Digital Game-Based Learning Design to Facilitate the Development of Complex Problem-Solving Competencies in Interdisciplinary STEM
Department of Education
STARS School Program
OU Research Cabinet
NC State University
Yu (Bryan) Guo
Recent years witnessed a plethora of task forces all around the world that were set out to identify the educational competencies for 21st century workforce and the gaps in current educational systems that inhibit promotion of these competencies (e.g., Asia Pacific Economic Cooperation; International Commission on Education for the 21st Century, Partnership for 21st Century Skills, Coalition of the Assessment & Teaching of 21st Century Skills). These efforts resulted with hundreds of descriptors of the skill set, including life skills, workforce skills, interpersonal skills, digital literacy skills, and noncognitive skills. Nevertheless, complex problem solving is consistently identified as one of the most important 21st century competencies. Furthermore, all of these workforces highlight the importance of aligning classroom learning with the requirements of the real work environments, especially in science, technology, engineering, and mathematics (STEM) domains. These findings are consistent with the findings of similar international efforts.
Associated with these efforts has been the discussion over the educative merits of digital game-based learning environments for effectively cultivating 21st century skills. Proponents of game-based learning especially highlighted the unique affordances of massively multiplayer online games (MMOGs), arguing that these affordances can be leveraged to serve as a situated learning environment to effectively facilitate complex problem-solving skill acquisition. However, there is a paucity of empirical evidence to support these claims. The potential of digital game-based learning is unrealized due to lack of empirically-validated design frameworks that are built on students’ cognitive and affective outcomes in relation to the 21st century skills, especially in the area of complex problem-solving skills. Due to the unique affordances of the medium, little is known as to how to design effective educational MMOGs and how to effectively integrate digital game-based learning in K-12 curriculum to promote the 21st century skill development.

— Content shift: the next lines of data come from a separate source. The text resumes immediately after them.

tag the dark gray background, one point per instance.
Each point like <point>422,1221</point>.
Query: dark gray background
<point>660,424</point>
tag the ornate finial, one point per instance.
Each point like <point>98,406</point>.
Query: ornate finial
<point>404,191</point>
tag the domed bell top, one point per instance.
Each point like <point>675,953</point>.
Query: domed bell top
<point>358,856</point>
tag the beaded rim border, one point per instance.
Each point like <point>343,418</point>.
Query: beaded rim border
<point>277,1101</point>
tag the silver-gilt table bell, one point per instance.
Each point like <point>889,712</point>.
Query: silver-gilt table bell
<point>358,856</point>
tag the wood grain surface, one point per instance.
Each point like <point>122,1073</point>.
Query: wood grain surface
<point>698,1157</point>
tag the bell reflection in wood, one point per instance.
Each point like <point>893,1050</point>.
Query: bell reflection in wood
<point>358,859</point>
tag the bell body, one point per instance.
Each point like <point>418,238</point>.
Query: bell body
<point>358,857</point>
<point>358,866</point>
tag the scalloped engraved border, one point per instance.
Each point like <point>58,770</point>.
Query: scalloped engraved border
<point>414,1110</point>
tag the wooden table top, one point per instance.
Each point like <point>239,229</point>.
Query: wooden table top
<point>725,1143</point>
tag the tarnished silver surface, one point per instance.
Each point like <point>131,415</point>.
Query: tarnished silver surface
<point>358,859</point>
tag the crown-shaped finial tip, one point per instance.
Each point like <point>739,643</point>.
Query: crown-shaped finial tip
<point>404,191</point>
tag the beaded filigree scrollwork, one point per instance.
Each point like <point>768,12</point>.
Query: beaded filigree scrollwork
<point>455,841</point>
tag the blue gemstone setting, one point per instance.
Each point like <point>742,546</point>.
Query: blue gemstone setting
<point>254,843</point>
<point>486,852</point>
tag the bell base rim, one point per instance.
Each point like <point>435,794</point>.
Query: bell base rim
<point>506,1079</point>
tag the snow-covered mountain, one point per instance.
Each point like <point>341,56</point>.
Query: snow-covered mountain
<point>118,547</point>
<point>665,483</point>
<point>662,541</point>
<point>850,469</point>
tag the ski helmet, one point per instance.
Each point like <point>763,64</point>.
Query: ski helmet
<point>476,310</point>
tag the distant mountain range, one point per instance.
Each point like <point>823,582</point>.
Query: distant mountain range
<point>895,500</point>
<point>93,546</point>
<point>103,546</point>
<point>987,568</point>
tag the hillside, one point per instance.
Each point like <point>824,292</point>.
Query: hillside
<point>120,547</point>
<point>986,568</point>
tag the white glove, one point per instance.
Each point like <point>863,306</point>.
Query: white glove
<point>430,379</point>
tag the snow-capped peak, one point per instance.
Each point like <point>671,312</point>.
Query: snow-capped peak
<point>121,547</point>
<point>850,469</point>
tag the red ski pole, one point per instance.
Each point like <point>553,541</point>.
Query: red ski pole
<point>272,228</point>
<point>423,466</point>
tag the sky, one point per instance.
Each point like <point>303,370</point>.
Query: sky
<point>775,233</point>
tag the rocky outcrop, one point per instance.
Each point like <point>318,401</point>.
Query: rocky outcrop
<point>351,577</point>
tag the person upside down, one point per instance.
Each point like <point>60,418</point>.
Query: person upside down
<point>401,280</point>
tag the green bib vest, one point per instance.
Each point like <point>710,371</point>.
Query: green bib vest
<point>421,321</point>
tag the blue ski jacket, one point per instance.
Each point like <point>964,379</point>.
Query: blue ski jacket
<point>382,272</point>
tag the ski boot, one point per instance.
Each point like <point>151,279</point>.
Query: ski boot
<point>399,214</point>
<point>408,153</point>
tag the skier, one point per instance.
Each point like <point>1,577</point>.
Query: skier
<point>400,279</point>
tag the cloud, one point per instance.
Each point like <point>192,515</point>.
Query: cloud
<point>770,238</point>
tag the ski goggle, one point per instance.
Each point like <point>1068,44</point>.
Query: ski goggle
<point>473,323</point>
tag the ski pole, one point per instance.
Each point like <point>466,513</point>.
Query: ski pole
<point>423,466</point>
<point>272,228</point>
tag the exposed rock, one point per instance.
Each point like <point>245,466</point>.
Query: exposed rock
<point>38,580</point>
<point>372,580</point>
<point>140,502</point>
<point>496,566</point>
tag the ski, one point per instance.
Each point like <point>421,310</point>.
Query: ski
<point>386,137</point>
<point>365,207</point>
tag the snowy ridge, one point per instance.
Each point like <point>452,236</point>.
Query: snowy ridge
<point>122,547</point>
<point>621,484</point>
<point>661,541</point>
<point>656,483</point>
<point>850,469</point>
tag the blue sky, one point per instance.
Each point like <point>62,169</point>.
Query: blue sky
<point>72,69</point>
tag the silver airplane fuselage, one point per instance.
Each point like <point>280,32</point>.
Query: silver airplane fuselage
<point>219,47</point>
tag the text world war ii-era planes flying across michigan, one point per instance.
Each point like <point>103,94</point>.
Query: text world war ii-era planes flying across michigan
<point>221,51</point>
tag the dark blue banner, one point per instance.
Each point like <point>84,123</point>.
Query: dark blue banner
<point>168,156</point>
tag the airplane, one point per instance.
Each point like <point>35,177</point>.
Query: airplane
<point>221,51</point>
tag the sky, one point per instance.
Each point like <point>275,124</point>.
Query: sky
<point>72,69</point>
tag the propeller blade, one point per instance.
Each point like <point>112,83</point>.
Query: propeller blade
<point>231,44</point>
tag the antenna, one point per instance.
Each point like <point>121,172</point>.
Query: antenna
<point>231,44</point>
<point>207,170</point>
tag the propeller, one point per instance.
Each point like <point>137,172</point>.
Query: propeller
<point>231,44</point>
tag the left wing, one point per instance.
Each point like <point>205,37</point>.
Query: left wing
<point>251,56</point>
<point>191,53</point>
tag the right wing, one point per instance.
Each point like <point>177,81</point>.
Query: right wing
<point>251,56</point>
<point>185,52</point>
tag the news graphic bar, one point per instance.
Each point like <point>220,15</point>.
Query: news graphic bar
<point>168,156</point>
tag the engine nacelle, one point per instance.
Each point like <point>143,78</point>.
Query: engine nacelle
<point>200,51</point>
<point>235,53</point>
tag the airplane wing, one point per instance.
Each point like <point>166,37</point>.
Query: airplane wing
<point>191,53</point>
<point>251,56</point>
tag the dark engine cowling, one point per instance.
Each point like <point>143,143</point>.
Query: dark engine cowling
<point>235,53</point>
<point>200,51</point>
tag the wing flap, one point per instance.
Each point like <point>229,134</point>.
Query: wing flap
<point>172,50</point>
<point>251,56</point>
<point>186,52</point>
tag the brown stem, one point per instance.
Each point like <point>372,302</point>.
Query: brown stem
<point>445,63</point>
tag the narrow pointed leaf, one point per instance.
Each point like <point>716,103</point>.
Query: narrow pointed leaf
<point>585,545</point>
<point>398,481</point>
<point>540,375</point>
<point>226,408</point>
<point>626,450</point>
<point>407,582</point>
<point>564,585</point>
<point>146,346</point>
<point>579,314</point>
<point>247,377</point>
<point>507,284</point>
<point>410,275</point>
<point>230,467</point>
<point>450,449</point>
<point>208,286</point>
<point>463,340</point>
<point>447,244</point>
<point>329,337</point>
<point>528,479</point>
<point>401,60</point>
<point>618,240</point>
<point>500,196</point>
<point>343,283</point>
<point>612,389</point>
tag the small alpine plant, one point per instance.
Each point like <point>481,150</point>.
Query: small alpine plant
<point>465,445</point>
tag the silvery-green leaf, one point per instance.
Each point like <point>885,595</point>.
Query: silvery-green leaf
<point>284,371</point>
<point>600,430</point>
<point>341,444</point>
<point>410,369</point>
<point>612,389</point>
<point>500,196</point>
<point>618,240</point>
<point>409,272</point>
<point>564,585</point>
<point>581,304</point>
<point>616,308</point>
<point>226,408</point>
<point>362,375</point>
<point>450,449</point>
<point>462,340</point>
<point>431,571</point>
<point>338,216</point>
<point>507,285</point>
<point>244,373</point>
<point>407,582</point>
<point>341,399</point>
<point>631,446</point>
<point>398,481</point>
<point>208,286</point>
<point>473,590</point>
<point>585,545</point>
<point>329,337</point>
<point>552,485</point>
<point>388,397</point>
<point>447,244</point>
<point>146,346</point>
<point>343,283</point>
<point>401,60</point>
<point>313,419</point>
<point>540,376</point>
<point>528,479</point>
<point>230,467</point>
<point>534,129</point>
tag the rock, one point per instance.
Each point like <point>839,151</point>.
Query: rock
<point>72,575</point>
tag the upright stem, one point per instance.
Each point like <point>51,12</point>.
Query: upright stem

In order to address this gap, this project includes an extensive design-based research study that investigated high-school students’ cognitive and affective learning outcomes related to 21st century skills during digital game-based learning. More specifically, our investigations focused on complex problem solving, motivation, engagement, digital literacy, and interdisciplinary STEM-related learning outcomes in the context of an educational MMOGs, namely McLarin’s Adventures.